Cyberattacks have impacted one in three citizens and more than half of businesses in Cyprus over the past year, according to recent surveys conducted by the Communications Commissioner and the Digital Security Authority.
- Among those who attended seminars, the most common changes implemented included the use of strong passwords, frequent password updates, and greater caution when navigating online.
- As the data reveals, the fight against cybercrime requires a collective effort from individuals and businesses alike to bolster security measures and remain vigilant against potential threats.
Survey Findings Reveal Scope of Cyberattacks
The two nationwide surveys indicate that 33 per cent of individuals reported experiencing a cyberattack in the last 12 months, while 53 per cent of companies encountered at least one breach. This marks an increase from previous years, highlighting the growing prevalence of cyber threats.
Business Survey Insights
The first survey targeted businesses and was conducted between September and November 2025, involving a sample of 459 companies across various sectors including industry, trade, and services. The findings reveal that the frequency of attacks has risen, with businesses facing an average of one attack every eight days, compared to one every ten days in 2024.
Of the businesses affected, 51 per cent reported incurring a financial cost, averaging €12,000 per incident. This represents a slight decline in the proportion of companies experiencing financial damage, down from 55 per cent in 2024.

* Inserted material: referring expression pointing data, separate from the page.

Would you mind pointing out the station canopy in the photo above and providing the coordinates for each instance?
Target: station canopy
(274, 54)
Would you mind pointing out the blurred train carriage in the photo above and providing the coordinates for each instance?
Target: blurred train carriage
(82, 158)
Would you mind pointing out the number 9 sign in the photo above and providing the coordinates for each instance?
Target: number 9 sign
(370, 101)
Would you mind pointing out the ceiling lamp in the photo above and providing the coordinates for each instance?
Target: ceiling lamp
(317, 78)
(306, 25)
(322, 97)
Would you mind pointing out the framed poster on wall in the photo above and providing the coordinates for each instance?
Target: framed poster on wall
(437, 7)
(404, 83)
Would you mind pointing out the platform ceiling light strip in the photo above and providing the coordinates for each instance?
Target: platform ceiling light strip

Phishing Remains Predominant
Phishing, characterised by fraudulent email messages, continues to be the most common attack method, accounting for 44 per cent of reported incidents. Although this figure has decreased slightly from previous years, it remains a significant concern. Notably, 75 per cent of businesses that experienced a cyberattack reported phishing as the most recent form of attack.
Concerns Over Cybersecurity Preparedness
Alarmingly, nearly one in four businesses has not updated their cybersecurity policies in over a year, raising concerns about their preparedness against evolving threats. Furthermore, 43 per cent of companies were unaware of available cybersecurity seminars, indicating a lack of engagement with resources that could enhance their security measures. Participation in such training has increased slightly, from 13 per cent in 2024 to 22 per cent in 2025, suggesting a growing recognition of the importance of cybersecurity education.

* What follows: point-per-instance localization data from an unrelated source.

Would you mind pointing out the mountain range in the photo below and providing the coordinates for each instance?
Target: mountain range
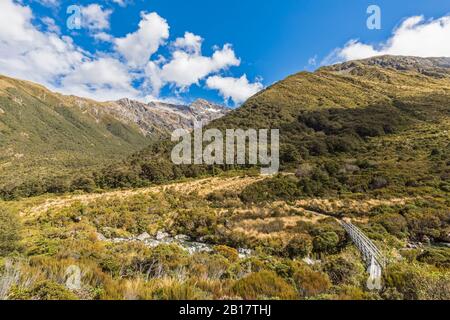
(359, 126)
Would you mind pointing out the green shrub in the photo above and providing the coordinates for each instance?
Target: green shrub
(326, 242)
(9, 232)
(299, 246)
(44, 290)
(311, 283)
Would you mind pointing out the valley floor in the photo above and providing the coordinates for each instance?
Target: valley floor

Impact on Regular Citizens
Turning to the individual survey conducted during August and September 2025, which included 1,043 participants, the findings show a reduction in the proportion of people suffering cyberattacks, down to 33 per cent from 49 per cent in 2024. Despite this decrease, the average number of attacks per person remains high, at 25.9 annually.
Financial Implications for Individuals
Among those affected, 17 per cent reported incurring financial losses, with an average cost of €141 per attack. The age group of 35 to 44 years recorded the highest financial impact, contrasting with previous years where younger individuals faced greater costs.

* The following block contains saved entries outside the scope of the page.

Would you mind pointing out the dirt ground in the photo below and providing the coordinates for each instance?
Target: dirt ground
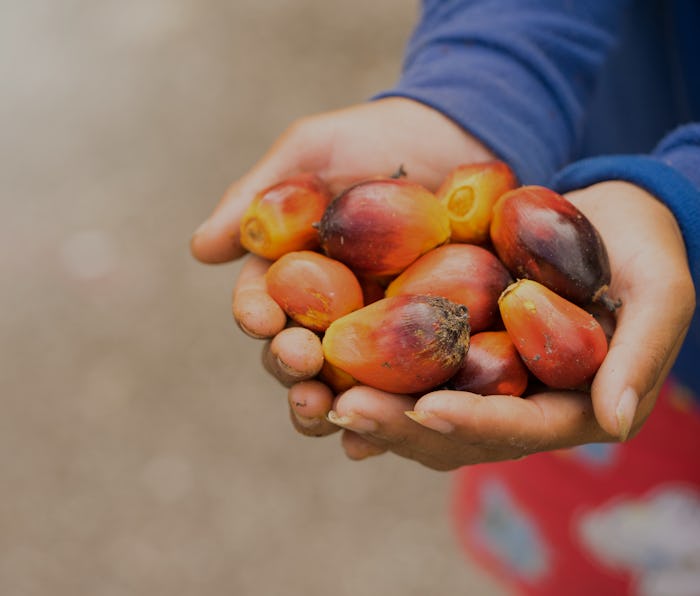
(143, 451)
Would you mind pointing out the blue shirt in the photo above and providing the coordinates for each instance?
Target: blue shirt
(574, 92)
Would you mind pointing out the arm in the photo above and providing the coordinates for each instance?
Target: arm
(671, 174)
(516, 74)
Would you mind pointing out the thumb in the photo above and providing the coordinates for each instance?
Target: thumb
(650, 331)
(217, 240)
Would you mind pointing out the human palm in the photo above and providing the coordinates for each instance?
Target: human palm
(447, 429)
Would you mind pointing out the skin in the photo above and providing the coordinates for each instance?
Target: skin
(445, 430)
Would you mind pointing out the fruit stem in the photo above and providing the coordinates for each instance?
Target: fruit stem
(604, 298)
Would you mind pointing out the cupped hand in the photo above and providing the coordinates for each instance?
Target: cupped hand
(341, 147)
(448, 429)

Increased Awareness of Cyber Threats
Phishing also represented the most common attack against individuals, accounting for 22 per cent of cases. This figure marks a significant improvement from previous years, suggesting that individuals may be becoming more aware of this threat. Despite the reduction in the proportion of people experiencing attacks, 89 per cent of individuals who did not encounter a breach acknowledged the possibility of becoming victims in the future, an increase from 2024.
Need for Enhanced Cybersecurity Awareness
The surveys further revealed a significant lack of awareness regarding cybersecurity training, with 74 per cent of respondents unaware of available seminars. Only 15 per cent of individuals participated in such training, indicating a pressing need for better outreach and education on cybersecurity practices.
Among those who attended seminars, the most common changes implemented included the use of strong passwords, frequent password updates, and greater caution when navigating online.
Future Initiatives by the Digital Security Authority
In light of these findings, the Digital Security Authority plans to organise educational seminars and awareness campaigns aimed at enhancing knowledge and skills in cybersecurity for both the general public and businesses. This initiative is crucial as the digital landscape continues to evolve and threats become increasingly sophisticated.
As the data reveals, the fight against cybercrime requires a collective effort from individuals and businesses alike to bolster security measures and remain vigilant against potential threats.